20 December 2012 Blog

Happy Yule

Well, we have had a nice LONG break since the last blog was entered.  Let me refresh your memories.  Starting in early March, the Gardens of Cross Timbers Blog has covered such exciting topics as the Japanese Cherry Blossom Festival in Washington, D.C., Improvements to our Japanese Garden in Shawnee, Hypoxylon Canker, The Hummers Arriveth, Earth Day, Jerusalem Artichoke Delight, Lake Pawnee Ethnobotany Walk, Red Dirt Gardening in Stillwater, The Grape Pot, Sky Dance Bridge to Water, Xeriscaping, What Struts, Booms and Spits, and one of the last entries was 10th September….”Along the Garden Path.” It was a continuation of progress in the Shawnee Japanese Garden spearheaded by an Eagle Scout Candidate and his troop.  After they redid the interior path of the garden heart, they focused on the small bridge.  Unfortunately, I was unable to elaborate since the blog was pulled and renovated.

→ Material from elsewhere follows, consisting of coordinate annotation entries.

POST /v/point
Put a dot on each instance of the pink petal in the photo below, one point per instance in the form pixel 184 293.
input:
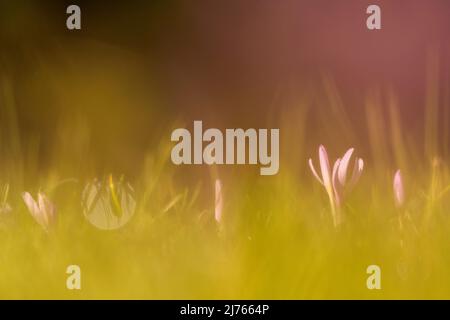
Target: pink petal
pixel 47 208
pixel 314 171
pixel 338 189
pixel 342 173
pixel 219 202
pixel 33 208
pixel 357 171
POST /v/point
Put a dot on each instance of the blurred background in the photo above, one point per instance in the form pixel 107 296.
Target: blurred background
pixel 75 105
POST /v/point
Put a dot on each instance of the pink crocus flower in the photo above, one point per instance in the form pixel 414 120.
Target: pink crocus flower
pixel 336 182
pixel 42 210
pixel 219 201
pixel 399 190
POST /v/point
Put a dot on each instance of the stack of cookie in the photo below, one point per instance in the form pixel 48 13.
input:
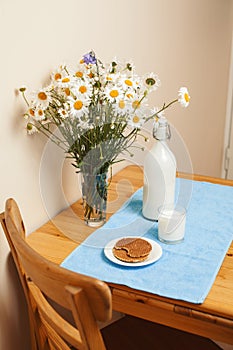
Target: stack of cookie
pixel 132 249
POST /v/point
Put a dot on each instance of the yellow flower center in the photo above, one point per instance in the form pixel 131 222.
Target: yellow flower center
pixel 67 91
pixel 114 93
pixel 136 104
pixel 78 105
pixel 57 76
pixel 31 112
pixel 66 80
pixel 42 96
pixel 128 82
pixel 121 104
pixel 79 74
pixel 186 97
pixel 83 89
pixel 136 119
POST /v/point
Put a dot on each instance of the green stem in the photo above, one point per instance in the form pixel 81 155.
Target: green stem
pixel 162 109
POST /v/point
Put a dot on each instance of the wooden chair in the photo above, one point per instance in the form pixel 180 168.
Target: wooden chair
pixel 48 287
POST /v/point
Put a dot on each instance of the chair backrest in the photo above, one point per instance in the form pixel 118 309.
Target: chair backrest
pixel 88 299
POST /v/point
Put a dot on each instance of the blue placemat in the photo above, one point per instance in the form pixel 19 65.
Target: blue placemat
pixel 186 271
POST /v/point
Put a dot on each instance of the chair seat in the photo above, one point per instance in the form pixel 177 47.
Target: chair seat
pixel 131 333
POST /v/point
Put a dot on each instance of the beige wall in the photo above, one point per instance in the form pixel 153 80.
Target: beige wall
pixel 186 42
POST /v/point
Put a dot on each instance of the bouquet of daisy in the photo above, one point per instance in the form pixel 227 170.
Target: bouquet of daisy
pixel 94 112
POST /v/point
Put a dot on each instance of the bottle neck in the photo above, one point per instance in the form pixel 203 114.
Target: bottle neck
pixel 161 130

The blog is back, and the bridge has been finished.  Sturdy, repaired and repainted, the bridge participated in a wedding held in early November.  The bride and groom with preacher stood on it during the ceremony.

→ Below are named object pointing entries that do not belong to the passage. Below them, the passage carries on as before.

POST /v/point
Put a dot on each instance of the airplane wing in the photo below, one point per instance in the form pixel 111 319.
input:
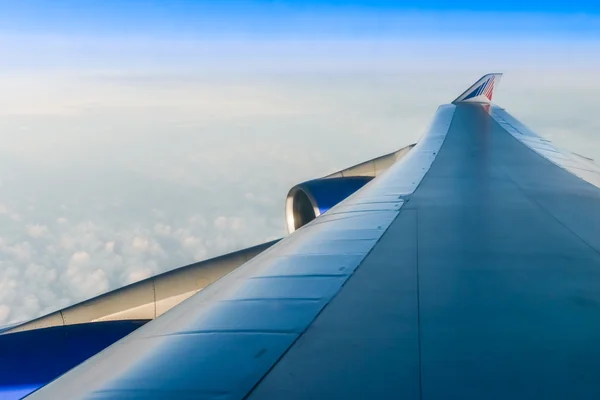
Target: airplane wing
pixel 468 269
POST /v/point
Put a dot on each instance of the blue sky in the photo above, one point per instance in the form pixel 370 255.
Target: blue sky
pixel 301 18
pixel 138 136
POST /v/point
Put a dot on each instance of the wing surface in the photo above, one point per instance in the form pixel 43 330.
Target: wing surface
pixel 469 269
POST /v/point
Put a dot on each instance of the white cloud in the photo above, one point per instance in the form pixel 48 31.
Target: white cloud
pixel 160 168
pixel 4 312
pixel 36 231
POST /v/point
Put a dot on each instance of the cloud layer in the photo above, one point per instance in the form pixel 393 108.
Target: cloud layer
pixel 115 168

We are still in drought, people.  If you value your trees or shrubs or perennials, you need to be watering your faves until we get actual moisture.  The last wind scoured the earth around my house, taking all the ground cover leaves with it.  I would recommend you go out, wake your lawnmower up from its deep sleep, and mow your leaves until they are finely chopped.  Cover bare spots or leave the shredded dead organs of photosynthesis where they lay so they can protect and enrich the ground….providing we eventually have moisture. 

It looks interesting for Christmas Day and the next day, (known as Boxing Day in England).  We may get some snow, but will probably have bitter cold following the pretty white stuff. This is the place where I say leave some faucets dripping or securely cover them.  Twelve degrees is cold at night, and twenty-two for a daytime high is some serious frigid weather.   Break the ice in your bird baths.  They will want fresh drinkable water, and I have yet to see a bird with an ice pick gain entry into a layer of ice over water.

To you and yours, a Happy Yule and come safely into 2013.  Prop your feet up and spend some time watching the Rose Bowl Parade.  It is probably one of the best on television.  Then check out the Home and Garden house afterward on HGTV.  If you enter the contest, you may even win that phenomenal house.  Whatever, the landscaping is usually worth a look.